Nick Thrasher is the product of his Mother's dalliance with a white
Southerner but he identifies with his inuvialuit Grandfather Jonah. The
main action of the book occurs when Nick goes rafting down the Firth
River in Northern Canada with his older half-brother Ryan Powers, a
Nature Photographer for National Geographic. This is a short easy
action-packed read aimed at young-adult readers that packs an
environmental message.

Wednesday, April 23, 2014

In Too Deep



By Kathryn Shay

In Too Deep is an extremely popular book title. The Romance Genre is a major employer of hunky models though most wear far fewer clothes. No word on whether this one actually fights fires or just lights them.

A pair of fire-fighters trapped in an enclosed space and running out of oxygen do the deed. He’s her captain. After all that hot action the rest of the novella is about what happens after their rescue.

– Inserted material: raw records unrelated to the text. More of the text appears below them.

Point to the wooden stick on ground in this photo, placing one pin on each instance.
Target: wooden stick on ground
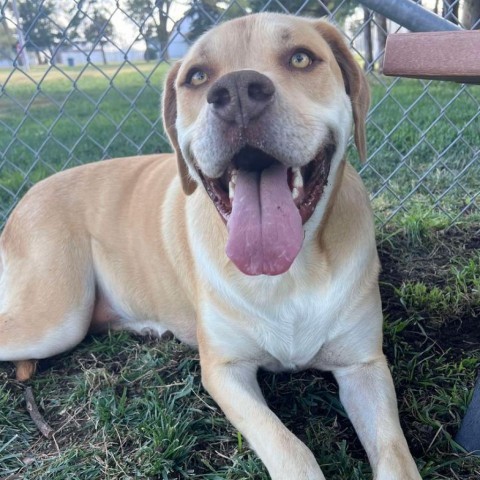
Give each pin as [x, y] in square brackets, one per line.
[37, 418]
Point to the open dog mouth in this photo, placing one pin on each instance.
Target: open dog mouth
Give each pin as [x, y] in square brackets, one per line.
[265, 204]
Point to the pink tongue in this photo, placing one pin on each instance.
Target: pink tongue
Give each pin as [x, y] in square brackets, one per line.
[265, 230]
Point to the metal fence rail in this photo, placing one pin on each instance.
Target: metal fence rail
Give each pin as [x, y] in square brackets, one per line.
[80, 80]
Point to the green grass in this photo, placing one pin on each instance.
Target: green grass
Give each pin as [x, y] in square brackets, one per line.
[129, 407]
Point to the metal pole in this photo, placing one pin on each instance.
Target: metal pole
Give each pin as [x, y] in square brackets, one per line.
[21, 39]
[409, 15]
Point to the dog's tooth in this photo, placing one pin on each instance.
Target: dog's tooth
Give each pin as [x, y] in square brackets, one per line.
[297, 177]
[232, 183]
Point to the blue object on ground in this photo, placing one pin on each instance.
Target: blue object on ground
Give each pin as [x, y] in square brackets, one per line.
[469, 434]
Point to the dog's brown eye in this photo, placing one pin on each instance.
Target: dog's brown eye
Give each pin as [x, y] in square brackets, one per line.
[300, 60]
[198, 78]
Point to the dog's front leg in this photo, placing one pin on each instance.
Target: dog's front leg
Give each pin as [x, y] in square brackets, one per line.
[368, 395]
[234, 386]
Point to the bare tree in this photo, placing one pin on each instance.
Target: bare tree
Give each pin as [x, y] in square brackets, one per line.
[471, 14]
[382, 31]
[98, 30]
[367, 38]
[450, 10]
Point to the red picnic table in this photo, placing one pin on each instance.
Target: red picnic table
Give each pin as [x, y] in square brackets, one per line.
[447, 55]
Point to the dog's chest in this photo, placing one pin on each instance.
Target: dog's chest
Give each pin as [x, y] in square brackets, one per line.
[293, 333]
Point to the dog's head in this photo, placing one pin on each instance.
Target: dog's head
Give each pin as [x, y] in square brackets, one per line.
[260, 112]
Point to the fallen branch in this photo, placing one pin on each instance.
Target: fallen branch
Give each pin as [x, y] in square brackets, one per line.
[37, 418]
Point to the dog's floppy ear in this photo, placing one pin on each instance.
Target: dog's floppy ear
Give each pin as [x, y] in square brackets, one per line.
[356, 84]
[169, 121]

A very different type of fire story from Larry Brown’s On Fire and not just because this one is written by a woman who is not a fireman.

Monday, April 21, 2014

Fearless



Coming of Age, Coming Out, Gay Romance has become a genre so littered with poorly written semi-biographical prose it has become a mine-field of angst and tortured emotion. Finding an entry into this genre that is original and well-done is refreshing. Yes the storyline is totally predictable and telegraphs every plot twist but the characters come alive on the page--well tablet screen--so vividly one doesn't mind; this is not a murder mystery. The authour evokes the high school experience with such realism I felt like a teenager again. The way the book ends it seems to be setting one up to buy a sequel.

Friday, April 11, 2014

On Fire

 
 
Larry Brown’s novels are salt of the earth tales of the common man written with great sympathy and care for his subjects and remarkable realism. In writing about himself he is no less candid revealing a red-necked good ole boy who smokes, drinks and drives, and keeps his wife waiting while he goes out with the boys. He enjoys hunting and fishing and appears to have a careless accident prone streak. As a fireman he is equally dismissive of the dumb things people do and laughs at the discomfort of a facilities manager who sees him smash $1500 windows to ventilate a fire. Fireman in their gung ho desire to knock down a fire have been known to cause more damage than the fire itself.

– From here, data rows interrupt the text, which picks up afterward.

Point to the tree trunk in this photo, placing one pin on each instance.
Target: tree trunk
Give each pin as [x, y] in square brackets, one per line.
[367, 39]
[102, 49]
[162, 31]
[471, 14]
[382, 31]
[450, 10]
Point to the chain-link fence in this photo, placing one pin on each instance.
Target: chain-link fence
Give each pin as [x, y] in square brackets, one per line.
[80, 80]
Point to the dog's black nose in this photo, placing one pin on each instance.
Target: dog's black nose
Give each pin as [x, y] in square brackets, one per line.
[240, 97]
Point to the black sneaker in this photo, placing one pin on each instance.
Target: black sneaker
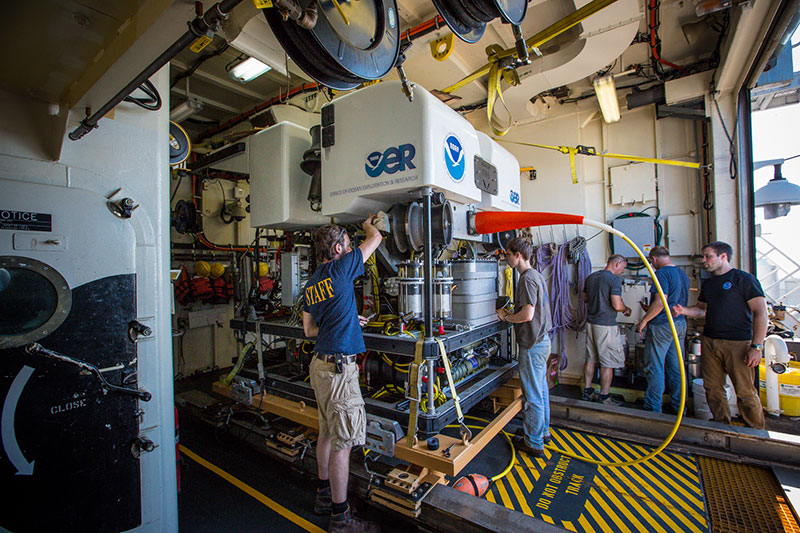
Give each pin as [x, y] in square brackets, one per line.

This is a memoir for Larry Brown aficionados. It is by no means great literature. Episodic and disjointed in nature it jumps from personal details and opinions to biographical vignettes to fire tales in no organized order. 

Tuesday, April 01, 2014

They Met at Shiloh

Phillip Bryant’s book is not your everyday Civil War story. It personalizes the war following the human journey of an artillary battery and an infantry troop from opposite sides of the engagement. The last major war fought by troops that lined up and fired on one another the cost in human life and mysery is incalculable. Compared with cruise missiles and drones launched from vast distances and sniper rifles that can shoot from a mile away this war was up close and personal. A don’t shoot until you can see the whites of their eyes kind of war.

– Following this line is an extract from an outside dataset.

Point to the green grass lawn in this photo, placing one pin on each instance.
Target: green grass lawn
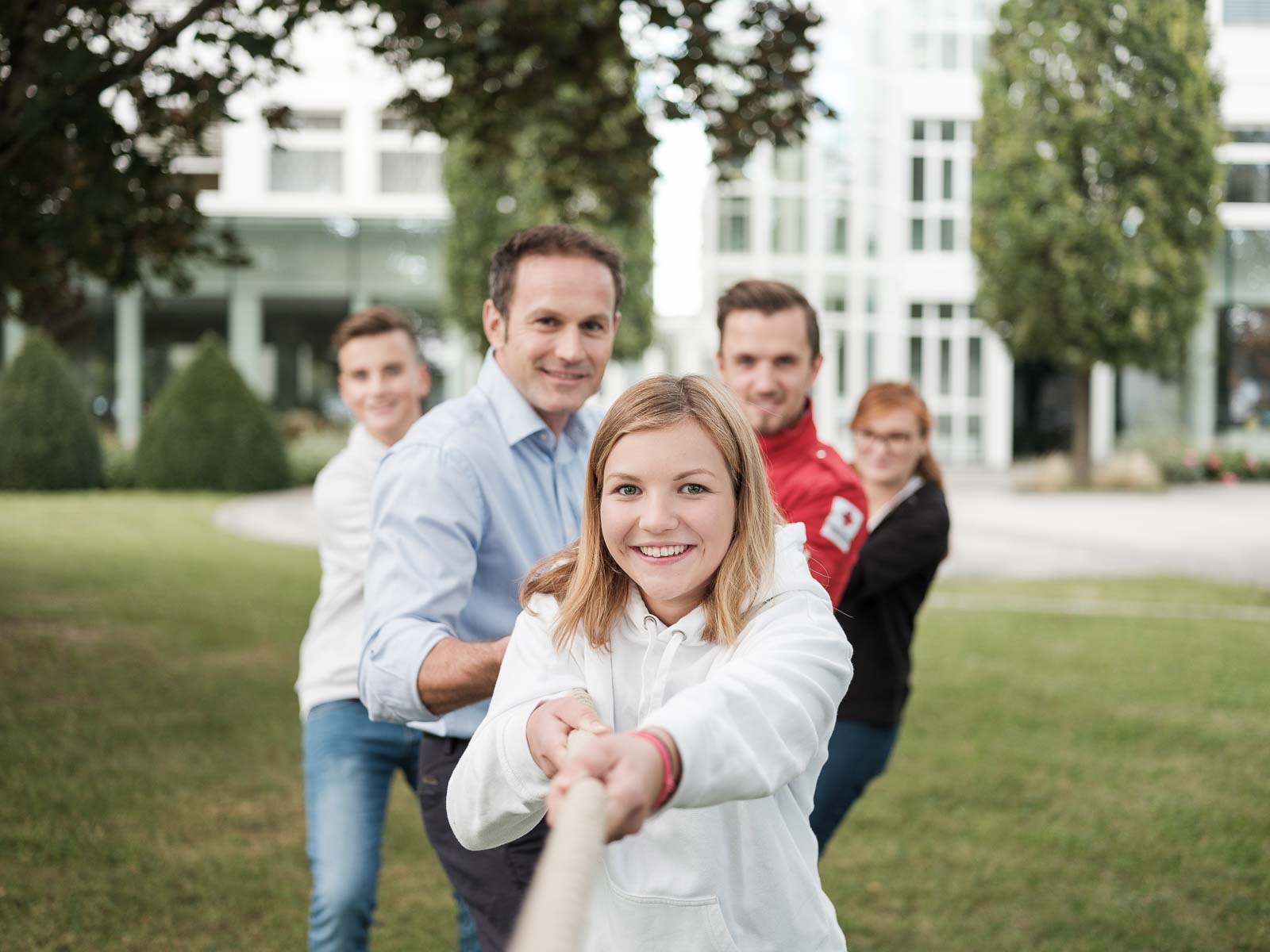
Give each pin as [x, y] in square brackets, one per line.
[1060, 784]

Yes there are battles but as we switch back and forth between North and South, Union and Rebel it is the human touch that assumes importance. Waiting for coffee to brew. Looking for the bodies of missing comrades, burial details, camp life,  bravery and cowardice. A wounded or dying man knows no side nor does he care from whence cometh his aide. The common soldier supports his unit; the cause matters little in the long run. The man he kills is not all that different from himself. In this war they may even have been neighbours. In death and injury they rest together.